Call drop: Highest in Smart, least in Ncell
Kathmandu, May 16
A recent study report of Nepal Telecommunications Authority (NTA) has found that call drop, a major problem among different telecommunication networks, is highest in the network of Smart Telecom and lowest in that of Ncell.
The NTA report titled ‘Report on Quality Test (Drive Test) of Mobile Services’ has found that there is no call drop problem in the network of Ncell, while call drop in the network of Smart Telecom is 3.26 per cent, which is the highest among the mobile networks that had been surveyed.
Call drop in the telecommunication sector refers to cut off in phone connections before users themselves hang up phone calls. The telecommunication sector regulator has set a threshold for call drop rate at two per cent or less.

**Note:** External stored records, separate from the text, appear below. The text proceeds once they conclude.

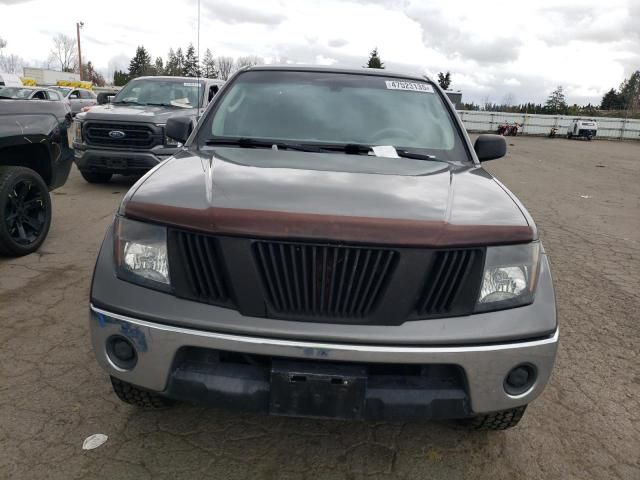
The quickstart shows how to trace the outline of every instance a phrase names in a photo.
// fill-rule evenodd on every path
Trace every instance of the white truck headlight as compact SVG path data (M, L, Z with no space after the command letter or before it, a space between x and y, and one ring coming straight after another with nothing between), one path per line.
M533 302L540 264L540 242L488 247L476 312Z
M165 227L118 217L114 238L118 277L150 288L171 290Z

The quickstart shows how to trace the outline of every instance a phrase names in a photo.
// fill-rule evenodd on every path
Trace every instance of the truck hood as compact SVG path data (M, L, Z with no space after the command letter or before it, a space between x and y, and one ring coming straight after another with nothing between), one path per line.
M85 113L79 113L79 120L106 120L112 122L167 123L171 117L197 114L196 108L162 107L154 105L100 105Z
M403 246L537 235L481 167L233 147L183 150L143 177L120 213L216 234Z

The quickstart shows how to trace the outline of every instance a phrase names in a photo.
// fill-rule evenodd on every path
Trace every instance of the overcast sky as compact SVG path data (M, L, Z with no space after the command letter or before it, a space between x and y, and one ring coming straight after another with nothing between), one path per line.
M640 69L640 0L201 0L201 54L361 66L378 47L387 68L437 75L481 102L599 103ZM488 6L490 5L490 6ZM57 33L75 36L103 73L137 45L166 58L196 43L197 0L0 0L5 53L40 66Z

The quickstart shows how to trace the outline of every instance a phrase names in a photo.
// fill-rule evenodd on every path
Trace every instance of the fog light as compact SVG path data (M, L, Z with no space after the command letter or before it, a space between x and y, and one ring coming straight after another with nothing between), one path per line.
M138 362L138 354L129 339L114 335L107 340L107 355L111 362L123 370L131 370Z
M504 379L504 389L509 395L520 395L536 381L536 368L531 364L518 365Z

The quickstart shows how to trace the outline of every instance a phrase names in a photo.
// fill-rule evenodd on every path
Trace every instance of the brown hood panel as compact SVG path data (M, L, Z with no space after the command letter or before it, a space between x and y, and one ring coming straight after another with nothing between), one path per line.
M183 207L129 202L127 217L203 232L255 237L333 240L415 247L529 242L529 226L450 225L439 221L347 217L312 213Z
M474 166L219 148L182 152L132 190L121 213L221 235L426 247L536 237Z

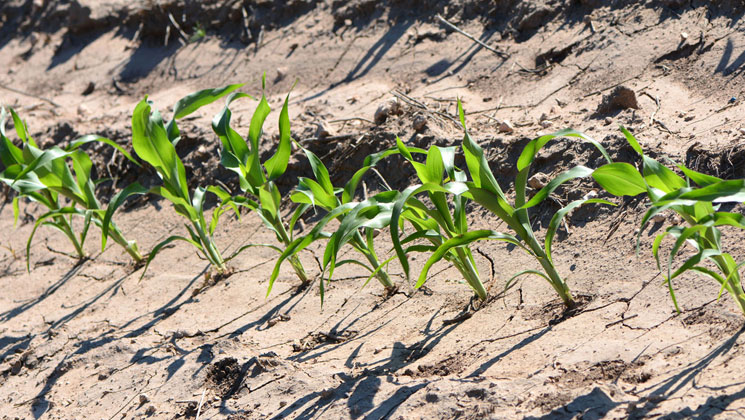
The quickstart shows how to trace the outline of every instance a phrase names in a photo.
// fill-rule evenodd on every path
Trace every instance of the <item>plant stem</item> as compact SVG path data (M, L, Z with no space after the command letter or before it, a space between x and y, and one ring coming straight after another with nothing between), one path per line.
M714 229L714 227L706 229L705 237L711 244L719 247ZM722 271L722 274L724 274L725 282L727 282L726 285L723 284L722 286L728 289L730 295L732 295L732 298L735 300L735 303L740 308L740 311L745 315L745 292L742 289L742 281L738 269L736 267L730 267L727 260L721 255L716 255L713 258L716 265ZM731 268L734 268L734 270Z
M359 231L357 231L350 243L360 253L362 253L365 258L367 258L367 261L370 263L370 266L372 266L373 270L378 270L378 268L380 268L380 261L378 261L378 257L377 255L375 255L375 251L372 249L368 249L367 246L365 246L365 240L362 238L362 235ZM377 274L375 274L375 278L377 278L380 284L382 284L383 287L385 287L385 289L388 291L394 290L396 288L396 286L393 284L393 281L391 281L390 276L388 276L388 273L382 268L378 270Z
M50 210L59 210L59 204L57 203L57 199L55 196L52 195L49 190L42 191L42 194L49 202ZM64 232L65 236L72 242L73 246L75 247L75 252L78 254L78 257L85 258L85 250L83 249L83 245L78 241L77 236L75 236L75 232L72 230L72 226L70 226L70 223L67 221L67 219L64 218L64 216L55 216L53 217L55 223L60 226L60 229L62 232Z
M533 232L530 232L530 235L526 235L526 242L530 247L530 250L533 251L535 258L541 264L541 267L543 267L543 271L548 276L551 287L553 287L556 293L559 294L559 297L562 301L564 301L564 305L567 308L574 307L576 302L574 301L572 292L569 290L569 286L567 286L564 279L561 278L559 272L556 271L556 267L554 267L553 262L548 259L548 257L546 256L546 251L544 251L543 247L540 243L538 243L538 240L532 233Z
M85 250L83 249L83 245L78 241L78 238L75 236L75 233L72 231L72 226L67 222L67 219L65 219L62 216L56 216L55 218L56 223L62 228L62 231L65 233L67 238L72 242L73 246L75 247L75 252L78 254L78 257L85 258Z
M277 229L277 232L279 232L280 239L282 243L285 245L285 248L290 245L290 235L287 234L287 229L285 229L285 224L282 223L282 218L279 216L279 212L276 214L276 223L274 223L274 228ZM300 279L300 282L302 284L307 284L310 279L308 279L308 275L305 272L305 267L303 267L303 263L300 261L300 258L296 255L293 255L289 258L290 265L292 265L292 269L295 270L295 274Z
M129 254L130 257L134 260L135 263L142 262L142 254L140 254L140 250L137 247L137 242L135 241L128 241L122 232L119 230L119 228L114 224L114 222L111 222L111 226L109 229L109 236L111 236L111 239L119 244L122 248L124 248L125 251L127 251L127 254Z
M463 275L463 278L466 279L468 285L471 286L471 288L476 292L479 298L481 300L486 300L488 296L486 289L484 289L484 284L481 282L481 277L476 271L476 267L474 267L471 263L471 259L468 258L468 255L466 255L466 252L463 250L463 248L458 247L455 249L455 252L456 254L458 254L458 264L455 264L455 266L458 268L458 271L460 271L461 275Z
M215 242L212 240L212 238L205 233L205 229L198 221L192 220L192 225L194 225L194 229L196 230L197 234L199 235L199 239L202 242L202 248L204 249L204 253L206 254L205 256L215 267L217 273L222 274L227 271L225 260L223 260L222 255L220 255L220 251L215 246Z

The report is based on mobile service test carried out by the telecommunication sector regulator among mobile networks of Nepal Telecom, Ncell and Smart Telecom in Lalitpur in the months of March and April.
As per the report, call drop in the network of Nepal Telecom is 1.54 per cent.
Similarly, the report shows that all the aforementioned telecom firms have failed to maintain the minimum call set up time and call success rate in their networks as set by NTA.
The NTA set threshold for call set up time at five seconds or less, whereas the threshold for the call set up success rate is 99 per cent.
However, the call set up time in the network of Nepal Telecom in Lalitpur area was recorded at 11.53 seconds, or call success rate of 92.86 per cent.
Similarly, the call set up time in the network of Ncell was found to be 7.68 seconds, or call success rate of 94.74 per cent. Likewise, the call set up time of Smart Telecom was 12.01 seconds — the highest — or call success rate was recorded at 87.62 per cent.
NTA’s threshold for call set up success rate of 99 per cent means that at least 99 out of every 100 calls made by users must be connected in the first attempt. But none of the country’s three major telecom service providers has been able to meet this standard, shows the study conducted by the NTA in Lalitpur.
Earlier, NTA had also conducted a similar survey among networks of telecom firms in Kathmandu, which had shown that the voice and data services provided by domestic telecom companies are not up to the standard of the telecom sector regulator, as network problems have hit call success rate and data download speed.
It is to be noted that though it has been almost a year that NTA made it mandatory for telecom companies to compensate their customers for faulty services, telecom operators are yet to implement this compensatory provision.
Min Prasad Aryal, spokesperson for NTA, said that the authority has directed telecom firms to improve their mobile services. Regarding the compensatory provision for faulty telecom services, Aryal informed that it will be implemented in the near future after necessary discussions with telecom service providers.